Thanks, good to know.  Ultimately I still want to lobby for a way to
throttle bundles based on progress made further down the pipeline but I
realize that might involve major architectural changes.

Sometimes I'm forced to cancel a streaming pipeline and I'm unable to drain
it, so that can present a problem for consumers like Kafka or redis
streams.


On Fri, Jun 18, 2021 at 10:11 AM Robert Bradshaw <[email protected]>
wrote:

> For a Streaming pipeline, BagState can be unlimited in size, but for Batch
> it is held in memory.
>
> You can also use keys (Followed by a GBK or Stateful DoFn) to put an upper
> bound on the total concurrency of a step.
>
> On Thu, Jun 17, 2021 at 4:54 PM Vincent Marquez <[email protected]>
> wrote:
>
>>
>>
>> Do individual stages of a beam job exhibit backpressure to the consumer
>> though?  I would think buffering elements with Beam's BagState might lead
>> to OOM errors on the workers if the consumerIO continues to feed in data.
>> Or does something else happen?
>>
>> --Vincent
>>
>>
>> On Thu, Jun 17, 2021 at 11:42 AM Luke Cwik <[email protected]> wrote:
>>
>>> If the service returns sensible throttling errors you could use a
>>> StatefulDoFn and buffer elements that error out due to throttling from the
>>> service instead of failing the bundle and schedule a timer to replay them.

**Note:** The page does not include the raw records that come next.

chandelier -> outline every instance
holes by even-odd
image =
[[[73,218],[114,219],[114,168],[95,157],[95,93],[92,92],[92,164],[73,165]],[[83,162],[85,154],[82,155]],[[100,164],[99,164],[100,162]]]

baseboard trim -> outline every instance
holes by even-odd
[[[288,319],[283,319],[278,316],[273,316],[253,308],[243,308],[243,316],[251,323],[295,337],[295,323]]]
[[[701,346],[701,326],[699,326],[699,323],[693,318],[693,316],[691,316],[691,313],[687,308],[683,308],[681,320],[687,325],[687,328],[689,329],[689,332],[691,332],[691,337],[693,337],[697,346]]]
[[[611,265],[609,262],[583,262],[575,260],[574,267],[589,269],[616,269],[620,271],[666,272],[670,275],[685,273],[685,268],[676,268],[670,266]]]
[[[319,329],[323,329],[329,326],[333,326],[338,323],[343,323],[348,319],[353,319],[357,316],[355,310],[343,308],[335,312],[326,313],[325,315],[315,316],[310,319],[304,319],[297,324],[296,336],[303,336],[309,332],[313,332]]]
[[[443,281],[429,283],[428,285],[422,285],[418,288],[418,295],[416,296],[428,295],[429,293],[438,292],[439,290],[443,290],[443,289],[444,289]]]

>>> This will effectively max out the service as long as there is more data
>>> then the service can handle which doesn't work too well if the service.
>>>
>>>
>>> On Fri, Apr 16, 2021 at 6:20 PM Daniel Thevessen <[email protected]>
>>> wrote:
>>>
>>>> Thanks for the quick response.
>>>> Querying the Dataflow API seems like something that could break easily,
>>>> but I can go with that if it turns out to be easier.
>>>>
>>>> The Splittable DoFn way sounds interesting, but I'm not very familiar
>>>> with that so I have some questions around it:
>>>> Splits seem to operate on offsets within a single element. Does that
>>>> mean that I'd set a fixed shard number x, and then I'd need to first group
>>>> my PCollection of single elements into a PCollection of lists, each size x?

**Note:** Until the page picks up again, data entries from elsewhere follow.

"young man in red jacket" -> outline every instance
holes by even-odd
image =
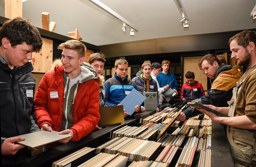
[[[185,99],[186,98],[201,99],[205,96],[202,84],[195,80],[195,74],[193,72],[187,72],[185,77],[187,82],[182,85],[181,87],[180,95],[181,101],[187,101]]]
[[[85,136],[98,124],[99,81],[93,67],[84,62],[86,48],[82,43],[69,40],[59,47],[63,49],[62,63],[57,62],[44,75],[34,107],[41,130],[71,135],[59,141],[66,143]]]

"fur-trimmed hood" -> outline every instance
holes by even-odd
[[[59,66],[63,65],[60,59],[55,60],[52,63],[51,70],[55,71],[56,68]],[[98,74],[93,66],[85,62],[81,65],[81,78],[79,80],[84,82],[91,79],[97,80],[99,86],[102,86],[104,81],[104,77],[102,75],[98,76]]]

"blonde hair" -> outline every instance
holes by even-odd
[[[105,63],[106,61],[105,57],[105,56],[103,53],[93,53],[89,57],[88,62],[90,64],[91,64],[95,61],[99,61]]]
[[[85,55],[85,51],[86,51],[85,45],[80,41],[76,39],[67,41],[59,45],[58,47],[62,49],[66,48],[76,50],[78,54],[78,58],[79,59],[84,57]]]
[[[115,62],[115,67],[117,68],[118,67],[118,65],[121,65],[123,64],[127,64],[127,66],[128,65],[128,62],[124,59],[116,59]]]
[[[148,60],[144,61],[144,62],[143,63],[142,65],[141,65],[141,69],[143,69],[147,66],[149,66],[151,69],[152,69],[152,66],[151,65],[151,62]]]
[[[162,66],[163,66],[164,65],[165,65],[165,64],[168,64],[169,65],[169,66],[170,66],[170,64],[171,64],[171,63],[169,61],[166,60],[163,60],[163,62],[162,62]]]

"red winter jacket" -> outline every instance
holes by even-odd
[[[47,72],[35,95],[34,107],[40,127],[47,123],[53,130],[60,131],[63,110],[63,66],[55,67]],[[99,78],[98,78],[98,81]],[[50,92],[58,92],[58,98],[50,98]],[[100,119],[99,90],[96,80],[81,84],[73,105],[73,125],[72,141],[77,141],[91,133]]]
[[[195,81],[195,83],[191,86],[188,82],[186,82],[182,85],[180,93],[180,100],[185,98],[194,98],[195,99],[202,98],[205,96],[202,84]]]

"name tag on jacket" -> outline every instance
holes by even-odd
[[[58,98],[58,92],[50,92],[50,98],[51,99]]]

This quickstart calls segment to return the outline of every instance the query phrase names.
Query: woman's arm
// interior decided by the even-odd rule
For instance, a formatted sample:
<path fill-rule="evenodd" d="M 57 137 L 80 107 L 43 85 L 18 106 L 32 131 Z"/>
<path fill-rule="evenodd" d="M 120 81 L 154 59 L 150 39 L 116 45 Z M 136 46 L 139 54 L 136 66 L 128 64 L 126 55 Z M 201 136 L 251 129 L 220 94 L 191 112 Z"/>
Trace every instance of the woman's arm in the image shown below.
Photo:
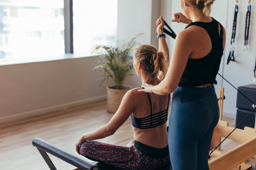
<path fill-rule="evenodd" d="M 75 144 L 77 153 L 80 144 L 87 140 L 95 140 L 112 135 L 127 120 L 137 104 L 133 90 L 125 93 L 117 112 L 105 125 L 83 134 Z"/>
<path fill-rule="evenodd" d="M 177 36 L 174 43 L 172 59 L 166 75 L 164 79 L 156 86 L 144 84 L 144 89 L 139 91 L 154 92 L 160 95 L 166 95 L 173 92 L 177 88 L 181 76 L 185 69 L 188 57 L 195 48 L 189 29 L 185 29 Z"/>

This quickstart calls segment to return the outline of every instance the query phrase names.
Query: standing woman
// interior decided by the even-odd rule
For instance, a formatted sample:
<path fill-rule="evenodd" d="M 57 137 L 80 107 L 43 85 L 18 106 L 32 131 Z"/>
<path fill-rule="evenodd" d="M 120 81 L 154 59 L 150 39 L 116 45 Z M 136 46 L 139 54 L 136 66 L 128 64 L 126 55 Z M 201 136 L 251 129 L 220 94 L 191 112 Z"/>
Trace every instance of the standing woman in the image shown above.
<path fill-rule="evenodd" d="M 180 1 L 185 16 L 175 14 L 173 21 L 188 25 L 176 37 L 166 75 L 158 85 L 144 84 L 140 90 L 162 95 L 174 92 L 168 136 L 174 170 L 209 169 L 208 156 L 219 116 L 214 84 L 226 38 L 222 25 L 209 15 L 214 1 Z M 161 16 L 157 26 L 163 22 Z"/>

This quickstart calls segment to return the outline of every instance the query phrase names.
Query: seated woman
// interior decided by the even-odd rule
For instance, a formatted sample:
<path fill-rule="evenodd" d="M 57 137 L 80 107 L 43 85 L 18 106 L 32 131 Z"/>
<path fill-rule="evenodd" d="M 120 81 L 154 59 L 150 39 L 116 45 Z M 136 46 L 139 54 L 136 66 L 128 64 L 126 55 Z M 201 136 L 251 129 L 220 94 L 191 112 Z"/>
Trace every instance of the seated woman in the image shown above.
<path fill-rule="evenodd" d="M 163 28 L 163 23 L 158 27 L 157 32 Z M 159 38 L 159 42 L 161 51 L 150 45 L 141 45 L 134 50 L 134 67 L 142 84 L 157 85 L 166 72 L 168 50 L 163 48 L 167 47 L 163 45 L 164 37 Z M 138 91 L 140 88 L 126 93 L 106 125 L 81 136 L 75 144 L 78 154 L 125 169 L 153 169 L 169 163 L 166 128 L 169 94 Z M 134 139 L 131 147 L 92 140 L 113 135 L 130 116 Z"/>

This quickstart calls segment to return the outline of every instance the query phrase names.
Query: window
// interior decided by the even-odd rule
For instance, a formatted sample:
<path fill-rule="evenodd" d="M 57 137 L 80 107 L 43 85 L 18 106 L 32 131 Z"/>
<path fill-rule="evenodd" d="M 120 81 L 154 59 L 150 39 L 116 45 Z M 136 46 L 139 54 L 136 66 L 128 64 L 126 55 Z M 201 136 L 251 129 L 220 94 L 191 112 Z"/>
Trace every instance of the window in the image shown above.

>>>> And are the subsequent writes also limited to x workers, meaning that
>>>> splits have the same issue as with a GroupByKey?
>>>> I see the UnboundedCountingSource gets a `desiredNumSplits` parameter.

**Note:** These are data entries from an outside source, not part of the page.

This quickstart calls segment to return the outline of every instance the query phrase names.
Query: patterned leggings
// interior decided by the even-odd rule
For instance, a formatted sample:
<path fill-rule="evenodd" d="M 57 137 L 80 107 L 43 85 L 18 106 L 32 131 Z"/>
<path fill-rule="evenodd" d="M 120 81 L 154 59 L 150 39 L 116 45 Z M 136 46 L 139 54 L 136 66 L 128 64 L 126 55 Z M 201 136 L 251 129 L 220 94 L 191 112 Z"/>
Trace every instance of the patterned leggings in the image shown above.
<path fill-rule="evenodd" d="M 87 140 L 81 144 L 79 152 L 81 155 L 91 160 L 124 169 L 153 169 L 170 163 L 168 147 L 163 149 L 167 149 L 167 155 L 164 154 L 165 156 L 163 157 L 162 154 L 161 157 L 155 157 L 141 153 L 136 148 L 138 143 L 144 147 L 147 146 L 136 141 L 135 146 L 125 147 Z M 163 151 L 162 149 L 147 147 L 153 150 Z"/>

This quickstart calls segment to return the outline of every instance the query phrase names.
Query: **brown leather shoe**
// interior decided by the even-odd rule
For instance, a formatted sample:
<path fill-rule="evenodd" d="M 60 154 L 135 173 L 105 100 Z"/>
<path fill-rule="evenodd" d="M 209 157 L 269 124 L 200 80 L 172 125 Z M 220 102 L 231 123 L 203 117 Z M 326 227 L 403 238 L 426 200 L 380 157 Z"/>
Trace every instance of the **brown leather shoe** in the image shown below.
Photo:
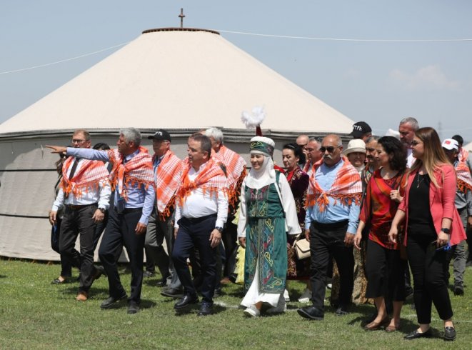
<path fill-rule="evenodd" d="M 390 319 L 388 319 L 388 317 L 386 317 L 380 322 L 376 322 L 375 321 L 373 321 L 370 324 L 367 324 L 366 326 L 364 326 L 364 329 L 366 331 L 376 331 L 377 329 L 380 329 L 381 327 L 386 326 L 389 323 Z"/>
<path fill-rule="evenodd" d="M 86 291 L 79 291 L 76 297 L 77 301 L 86 301 L 87 299 L 89 299 L 89 294 Z"/>
<path fill-rule="evenodd" d="M 399 324 L 398 326 L 395 326 L 394 324 L 393 325 L 389 324 L 388 326 L 385 327 L 385 331 L 388 331 L 388 332 L 396 331 L 398 331 L 398 329 L 400 329 Z"/>

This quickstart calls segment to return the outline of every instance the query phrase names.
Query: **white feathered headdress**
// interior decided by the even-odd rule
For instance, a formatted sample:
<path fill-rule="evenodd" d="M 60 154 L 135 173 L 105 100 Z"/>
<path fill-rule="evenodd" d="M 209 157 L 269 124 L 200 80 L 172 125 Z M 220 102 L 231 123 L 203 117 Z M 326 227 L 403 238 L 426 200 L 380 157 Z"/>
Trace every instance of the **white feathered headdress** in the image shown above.
<path fill-rule="evenodd" d="M 241 116 L 241 120 L 246 124 L 247 129 L 256 128 L 256 134 L 262 136 L 261 131 L 261 124 L 266 118 L 266 112 L 263 107 L 256 106 L 252 109 L 252 113 L 248 113 L 243 111 Z"/>

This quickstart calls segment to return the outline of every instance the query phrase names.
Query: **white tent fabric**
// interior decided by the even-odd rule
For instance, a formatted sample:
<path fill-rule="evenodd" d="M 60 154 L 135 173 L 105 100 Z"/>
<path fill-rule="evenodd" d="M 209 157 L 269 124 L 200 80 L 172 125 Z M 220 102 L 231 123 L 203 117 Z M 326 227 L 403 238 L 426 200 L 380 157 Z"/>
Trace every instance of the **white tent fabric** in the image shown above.
<path fill-rule="evenodd" d="M 297 133 L 347 134 L 353 124 L 218 34 L 143 34 L 0 124 L 0 256 L 59 259 L 47 220 L 57 156 L 44 145 L 68 144 L 75 129 L 113 146 L 120 128 L 148 134 L 162 128 L 183 158 L 191 132 L 217 126 L 226 144 L 246 154 L 253 133 L 243 129 L 240 116 L 261 105 L 263 130 L 278 135 L 278 149 Z M 151 149 L 147 139 L 144 145 Z M 274 159 L 281 164 L 279 154 Z"/>
<path fill-rule="evenodd" d="M 351 119 L 220 35 L 172 31 L 143 34 L 0 124 L 0 134 L 163 124 L 243 129 L 241 111 L 261 105 L 263 129 L 352 129 Z"/>

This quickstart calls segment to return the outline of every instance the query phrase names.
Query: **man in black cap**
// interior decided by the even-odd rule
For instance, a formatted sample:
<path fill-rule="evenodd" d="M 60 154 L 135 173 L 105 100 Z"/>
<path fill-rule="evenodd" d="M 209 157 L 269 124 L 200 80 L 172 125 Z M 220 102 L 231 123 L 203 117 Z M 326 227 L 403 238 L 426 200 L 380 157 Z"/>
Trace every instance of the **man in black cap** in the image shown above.
<path fill-rule="evenodd" d="M 148 139 L 152 140 L 154 151 L 152 164 L 156 200 L 149 216 L 144 245 L 146 254 L 149 254 L 157 265 L 162 276 L 157 286 L 169 284 L 161 294 L 166 296 L 180 297 L 182 286 L 169 255 L 172 252 L 174 240 L 174 195 L 180 181 L 182 161 L 171 151 L 171 138 L 166 130 L 159 129 Z M 164 239 L 167 253 L 162 246 Z"/>
<path fill-rule="evenodd" d="M 352 126 L 352 132 L 349 135 L 366 142 L 366 140 L 372 136 L 372 129 L 365 121 L 358 121 Z"/>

>>>> I'm assuming there is nothing similar that would allow a Splittable DoFn to
>>>> simply figure out the number of workers even if it changes? That's probably
>>>> very hacky anyway.
>>>> If the above solution with fixed-size lists makes sense and will
>>>> redistribute the writes I'm already happy, I don't necessarily need to have
>>>> the throttling step dynamically match autoscaling.
>>>>
>>>> On Thu, Apr 15, 2021 at 4:20 PM Pablo Estrada <[email protected]>
>>>> wrote:
>>>>
>>>>> You could implement a Splittable DoFn that generates a limited number
>>>>> of splits. We do something like this for
>>>>> GenerateSequence.from(X).withRate(...) via UnboundedCountingSource[1]. It
>>>>> keeps track of its local EPS, and generates new splits if more EPSs are
>>>>> wanted. This should help you scale up to the maximum of EPS that you want,
>>>>> and autoscaling will only produce the appropriate number of workers for
>>>>> that number of splits.
>>>>>
>>>>> - The only issue may be that you can't "scale down" if you find that
>>>>> some of your splits have a very low throughput, because two splits can't 
>>>>> be
>>>>> merged back together (does that make sense?) - but Dataflow should be able
>>>>> to scale down and schedule multiple splits in a single worker if that's 
>>>>> the
>>>>> case.
>>>>>
>>>>> The UnboundedCountingSource is a Source, so it can't have an input
>>>>> (and it's deprecated), but you could write a SplittableDoFn that has the
>>>>> same behavior. Do you think this could work?
>>>>>
>>>>>
>>>>> [1]
>>>>> https://github.com/apache/beam/blob/8c9605f224115507912cf72e02d3fa94905548ec/sdks/java/core/src/main/java/org/apache/beam/sdk/io/CountingSource.java#L334-L348
>>>>>
>>>>> On Thu, Apr 15, 2021 at 4:11 PM Evan Galpin <[email protected]>
>>>>> wrote:
>>>>>
>>>>>> Could you possibly use a side input with fixed interval triggering[1]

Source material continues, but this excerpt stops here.